Professor Brooks visited the community projects and spoke to some of the women UFMG are working with.
“They’re supporting women to engage in community enterprises to gain economic independence, in combination with psychological and community support. So they’re doing some really innovative work by combining primary health care, psychological interventions and community development. I certainly had my thinking broadened by the trip and the ongoing collaboration we have set up with colleagues in UFMG and faculty.”
The delegation was led by Professor Glenn Wightwick, Deputy Vice-Chancellor and Vice-President (Research) at UTS.
Professor Wightwick had fruitful meetings with government bodies in Brazil and Chile to discuss opportunities to expand the collaboration between UTS, UC and UFMG.
He said, “Our partnerships with UFMG and UC are an integral part of our flagship Key Technology Partnership program with leading universities from around the world. We look forward to developing our research links in the region.”
UTS signed Key Technology Partnership agreements with UC and UFMG in 2015 and 2016 respectively.
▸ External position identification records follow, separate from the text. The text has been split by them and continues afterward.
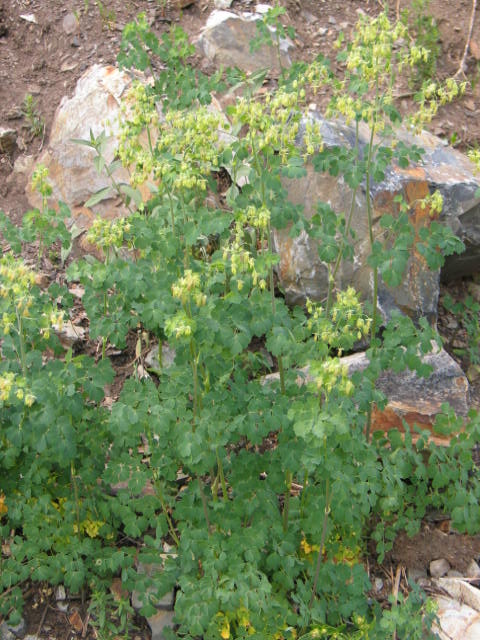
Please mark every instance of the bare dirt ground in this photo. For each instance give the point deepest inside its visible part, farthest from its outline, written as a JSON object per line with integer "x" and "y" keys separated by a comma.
{"x": 43, "y": 55}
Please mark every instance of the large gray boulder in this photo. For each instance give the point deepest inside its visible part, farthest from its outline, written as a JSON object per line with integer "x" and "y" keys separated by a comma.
{"x": 302, "y": 273}
{"x": 95, "y": 107}
{"x": 225, "y": 41}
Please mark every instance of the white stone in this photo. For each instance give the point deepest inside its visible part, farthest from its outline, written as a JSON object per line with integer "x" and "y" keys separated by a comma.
{"x": 439, "y": 568}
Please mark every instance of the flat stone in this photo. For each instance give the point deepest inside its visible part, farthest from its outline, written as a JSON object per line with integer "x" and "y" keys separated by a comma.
{"x": 473, "y": 570}
{"x": 95, "y": 106}
{"x": 225, "y": 40}
{"x": 439, "y": 568}
{"x": 164, "y": 603}
{"x": 410, "y": 398}
{"x": 416, "y": 575}
{"x": 303, "y": 274}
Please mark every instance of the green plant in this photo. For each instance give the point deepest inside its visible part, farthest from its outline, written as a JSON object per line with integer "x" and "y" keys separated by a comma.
{"x": 44, "y": 225}
{"x": 33, "y": 117}
{"x": 425, "y": 34}
{"x": 281, "y": 483}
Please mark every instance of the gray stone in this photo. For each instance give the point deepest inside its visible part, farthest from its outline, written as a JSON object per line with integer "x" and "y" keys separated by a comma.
{"x": 439, "y": 568}
{"x": 95, "y": 106}
{"x": 159, "y": 622}
{"x": 225, "y": 40}
{"x": 410, "y": 398}
{"x": 12, "y": 632}
{"x": 473, "y": 570}
{"x": 416, "y": 575}
{"x": 303, "y": 274}
{"x": 165, "y": 603}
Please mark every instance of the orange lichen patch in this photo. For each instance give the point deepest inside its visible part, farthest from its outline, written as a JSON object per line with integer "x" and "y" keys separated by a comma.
{"x": 394, "y": 418}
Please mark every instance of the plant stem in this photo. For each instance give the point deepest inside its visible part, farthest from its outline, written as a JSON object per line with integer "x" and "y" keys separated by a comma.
{"x": 286, "y": 505}
{"x": 75, "y": 492}
{"x": 375, "y": 268}
{"x": 171, "y": 528}
{"x": 322, "y": 541}
{"x": 204, "y": 502}
{"x": 21, "y": 338}
{"x": 222, "y": 477}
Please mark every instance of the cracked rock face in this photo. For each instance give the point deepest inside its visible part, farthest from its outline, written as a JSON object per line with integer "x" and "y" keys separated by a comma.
{"x": 226, "y": 38}
{"x": 302, "y": 273}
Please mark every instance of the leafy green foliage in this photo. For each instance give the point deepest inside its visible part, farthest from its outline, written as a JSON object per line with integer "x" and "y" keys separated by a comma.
{"x": 253, "y": 495}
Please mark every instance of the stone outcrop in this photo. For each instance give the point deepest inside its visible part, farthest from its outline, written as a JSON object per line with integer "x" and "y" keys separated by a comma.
{"x": 411, "y": 398}
{"x": 302, "y": 273}
{"x": 95, "y": 106}
{"x": 225, "y": 41}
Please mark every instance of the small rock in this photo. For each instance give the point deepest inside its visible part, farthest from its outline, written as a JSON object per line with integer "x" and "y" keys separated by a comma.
{"x": 453, "y": 573}
{"x": 416, "y": 575}
{"x": 473, "y": 570}
{"x": 70, "y": 23}
{"x": 29, "y": 17}
{"x": 12, "y": 632}
{"x": 158, "y": 622}
{"x": 474, "y": 290}
{"x": 8, "y": 140}
{"x": 439, "y": 568}
{"x": 60, "y": 593}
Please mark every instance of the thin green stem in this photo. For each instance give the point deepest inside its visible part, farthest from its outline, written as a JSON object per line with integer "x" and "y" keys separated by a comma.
{"x": 222, "y": 476}
{"x": 21, "y": 338}
{"x": 375, "y": 268}
{"x": 286, "y": 505}
{"x": 204, "y": 503}
{"x": 171, "y": 528}
{"x": 328, "y": 498}
{"x": 75, "y": 493}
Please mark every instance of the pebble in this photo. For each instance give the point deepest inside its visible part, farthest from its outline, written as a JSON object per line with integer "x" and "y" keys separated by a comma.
{"x": 439, "y": 568}
{"x": 415, "y": 575}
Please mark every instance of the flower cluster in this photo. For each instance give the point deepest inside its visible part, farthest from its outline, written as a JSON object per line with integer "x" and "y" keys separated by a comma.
{"x": 40, "y": 181}
{"x": 16, "y": 281}
{"x": 138, "y": 127}
{"x": 332, "y": 374}
{"x": 14, "y": 385}
{"x": 187, "y": 149}
{"x": 432, "y": 96}
{"x": 345, "y": 323}
{"x": 188, "y": 288}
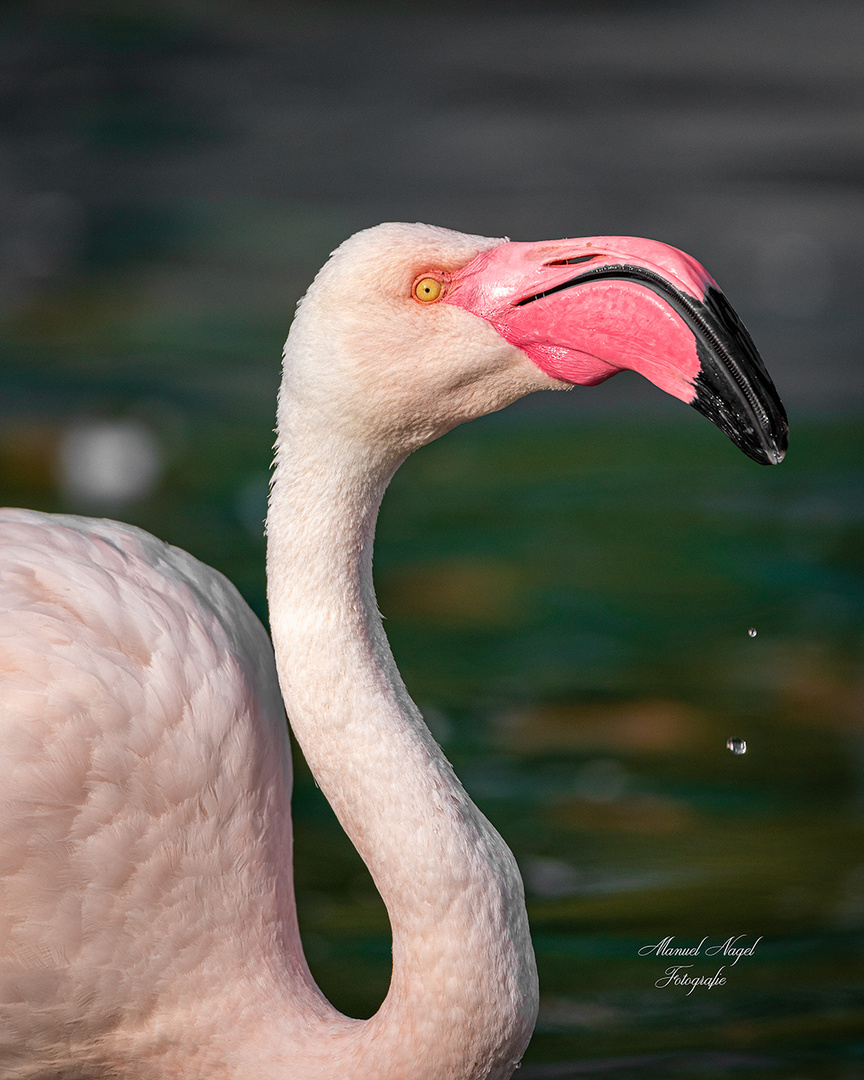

During that time, the UTS Visiting Fellow Program has facilitated academic exchange and co-publication between the universities.
A UTS agreement with Chile’s National Commission for Scientific and Technological Research (CONICYT) is also underway, which aims to create new opportunities for PhD student exchange between UC and UTS.
A special project proposal for the Minas Gerais State Agency for Research and Development (FAPEMIG) in Brazil is currently underway and will be jointly presented with UFMG.